But if it's the data it might be better to collect it because it's a validation error.

On the other hand the exception approach allows to handle more cases out of the box and is less intrusive.
With your approach, when migrating we must update all our custom denormalizers.
IMO it's a good trade off in order to have a fine grained handling of the errors.

julienfalque · 2020-11-26T11:12:15Z

Thanks @camilledejoye, you put this in better words than I would do :)

Another reason I don't like using exceptions is that it relies on the fact that the parent denormalizers will handle them appropriately, but if they don't the whole process will easily fail or behave anormaly silently, without the developper being aware. Using the DenormalizationResult, any uncaught exception is a guarantee that some denormalizers didn't handle it appropriately and will immediately make this fact obvious.
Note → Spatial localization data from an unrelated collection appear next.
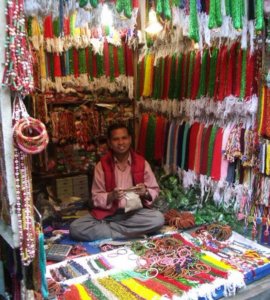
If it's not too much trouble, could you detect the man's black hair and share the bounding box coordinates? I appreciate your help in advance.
[107,122,131,139]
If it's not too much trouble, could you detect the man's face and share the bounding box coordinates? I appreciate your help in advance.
[108,128,131,155]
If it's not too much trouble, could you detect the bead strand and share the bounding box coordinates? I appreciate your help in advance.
[3,0,34,95]
[13,98,36,266]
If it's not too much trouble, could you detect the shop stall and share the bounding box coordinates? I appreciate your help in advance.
[0,1,270,299]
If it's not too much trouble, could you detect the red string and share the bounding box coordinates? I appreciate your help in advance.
[253,49,261,95]
[63,17,70,36]
[245,51,255,98]
[125,43,134,76]
[63,285,81,300]
[137,113,149,156]
[43,15,53,38]
[262,87,270,138]
[113,46,120,78]
[103,40,110,77]
[136,278,174,298]
[233,45,242,97]
[216,46,228,101]
[209,266,228,278]
[205,0,210,14]
[200,125,213,175]
[225,43,237,97]
[132,0,139,8]
[53,54,62,77]
[210,127,223,181]
[205,51,211,95]
[214,47,223,100]
[194,272,215,282]
[156,274,191,292]
[191,51,201,100]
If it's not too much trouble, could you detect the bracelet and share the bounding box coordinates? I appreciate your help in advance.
[13,117,49,154]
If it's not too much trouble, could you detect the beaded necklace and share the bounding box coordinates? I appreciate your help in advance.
[83,279,108,300]
[231,0,244,30]
[190,51,201,99]
[208,0,222,29]
[12,96,36,266]
[3,0,34,96]
[156,0,172,20]
[116,0,133,19]
[189,0,199,42]
[255,0,264,31]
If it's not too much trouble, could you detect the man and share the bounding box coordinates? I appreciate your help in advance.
[70,123,164,241]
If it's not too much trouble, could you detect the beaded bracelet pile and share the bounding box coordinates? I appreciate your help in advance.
[164,209,195,229]
[131,235,229,283]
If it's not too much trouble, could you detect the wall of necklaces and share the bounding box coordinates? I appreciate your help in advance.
[25,0,137,177]
[136,0,270,244]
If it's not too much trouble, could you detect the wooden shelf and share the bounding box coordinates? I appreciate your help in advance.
[41,91,132,105]
[32,170,91,180]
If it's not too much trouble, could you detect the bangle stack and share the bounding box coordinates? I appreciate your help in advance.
[13,117,49,154]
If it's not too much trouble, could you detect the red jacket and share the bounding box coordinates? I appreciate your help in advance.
[90,150,145,220]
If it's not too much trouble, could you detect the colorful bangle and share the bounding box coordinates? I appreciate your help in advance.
[13,117,49,154]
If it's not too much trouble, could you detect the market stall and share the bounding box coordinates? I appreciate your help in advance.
[0,0,270,299]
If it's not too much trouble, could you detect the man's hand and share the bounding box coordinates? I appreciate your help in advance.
[134,183,147,196]
[107,188,125,205]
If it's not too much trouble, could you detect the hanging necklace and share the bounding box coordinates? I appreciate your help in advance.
[3,0,34,96]
[12,95,36,266]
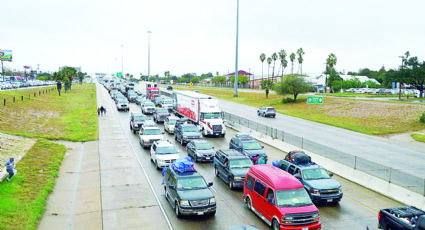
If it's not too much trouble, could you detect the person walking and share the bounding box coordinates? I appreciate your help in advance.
[97,107,101,116]
[100,106,106,116]
[4,157,16,181]
[265,87,269,98]
[56,82,62,96]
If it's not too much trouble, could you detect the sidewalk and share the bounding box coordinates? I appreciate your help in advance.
[39,83,170,230]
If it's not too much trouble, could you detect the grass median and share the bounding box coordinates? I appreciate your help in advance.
[0,83,98,229]
[172,85,425,135]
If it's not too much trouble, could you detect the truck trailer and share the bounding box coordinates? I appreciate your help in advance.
[140,82,160,99]
[172,91,226,137]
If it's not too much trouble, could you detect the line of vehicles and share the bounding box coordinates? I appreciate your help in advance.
[99,79,424,230]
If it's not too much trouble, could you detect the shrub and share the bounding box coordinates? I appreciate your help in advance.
[420,112,425,123]
[282,97,294,103]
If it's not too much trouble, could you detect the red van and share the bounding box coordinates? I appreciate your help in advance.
[243,165,321,230]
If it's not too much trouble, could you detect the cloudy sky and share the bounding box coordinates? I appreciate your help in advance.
[2,0,425,78]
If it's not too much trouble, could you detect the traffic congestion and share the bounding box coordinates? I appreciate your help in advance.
[98,78,416,230]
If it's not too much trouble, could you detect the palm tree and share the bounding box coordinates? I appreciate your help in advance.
[271,52,278,83]
[260,53,266,82]
[326,53,337,92]
[267,57,272,80]
[289,53,296,75]
[278,49,287,77]
[297,48,305,75]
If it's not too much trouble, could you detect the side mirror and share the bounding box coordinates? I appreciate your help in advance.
[329,172,334,177]
[169,185,175,190]
[208,182,213,187]
[212,146,215,149]
[295,174,302,180]
[261,145,265,149]
[162,131,165,134]
[267,198,275,205]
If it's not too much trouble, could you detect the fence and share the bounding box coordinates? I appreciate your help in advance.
[223,112,425,196]
[0,87,57,107]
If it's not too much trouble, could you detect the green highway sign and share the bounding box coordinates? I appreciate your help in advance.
[307,96,324,104]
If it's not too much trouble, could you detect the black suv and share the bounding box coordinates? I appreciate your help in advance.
[163,166,216,218]
[129,112,149,134]
[213,149,253,189]
[174,119,202,145]
[186,139,215,163]
[229,132,268,163]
dunglas · 2021-01-03T08:32:28Z

src/Symfony/Component/Serializer/Normalizer/DenormalizerInterface.php

    /**
     * Denormalizes data back into an object of the given class.
     *
+     * When context option `collect_invariant_violations` is enabled, the


Could we deprecate not enabling this option? So in 6.0 we will have only one code path again.

Also, shouldn't we add a similar API to NormalizerInterface for consistency?

@symfony/mergers I'm interested in your opinions about this PR because it's an important change in the API.

Could we deprecate not enabling this option? So in 6.0 we will have only one code path again.

I thought it would be better to have this as an experimental feature so as users don't get forced into a big API change. But thinking about it again, keeping it as an opt-in feature probably means third-party normalizers won't make a move to be compatible with the new API (because maintainers don't know about it or they can't/don't want to update). Deprecating the current API in favor of this one will also allow enforcing the API at type level by making DenormalizerInterface::denormalize() return a DenormalizationResult.

What I'm affraid of is that the new API might introduce some overhead to the denormalization process, is that something we want to be the new default?

Also: if the new API is the only one in 6.0, this new option shall be deprecated in 6.0 and removed in 7.0, right?

Also, shouldn't we add a similar API to NormalizerInterface for consistency?

The use case of the new API for denormalization is that input data can be untrusted and one might want to show detailed error messages rather than a technical exception to the user that provided that input. Is there a similar scenario for normalization? I'm totally ok to apply the same API changes to normalization, I just want to be sure it's actually worth it.

It's ok to deprecate and 5.x and remove in 6.

I'm not sure about the use cases for NormalizerInterface, but I'm sure we can find some. For instance in API Platform we often have to store metadata along with the normalization result. An example: we store the IRIs of visited documents to generate cache tags. We use currently use mighty tricks involving the serialization context, having a result object would allow to make cleaner things. We'll probably need an extension point for this result object by the way (it can start as a simple a context map).

That being said, the key point here is consistency IMHO. Normalization and de normalization must work in a similar way. Consistent APIs are easier to learn and remember.

dunglas · 2021-01-03T08:35:57Z

src/Symfony/Component/Serializer/DenormalizationResult.php

+    private $denormalizedValue;
+    private $invariantViolations = [];
+
+    private function __construct()


Maybe could we use a public constructor with named arguments. It's more idiomatic than named factory methods in PHP8.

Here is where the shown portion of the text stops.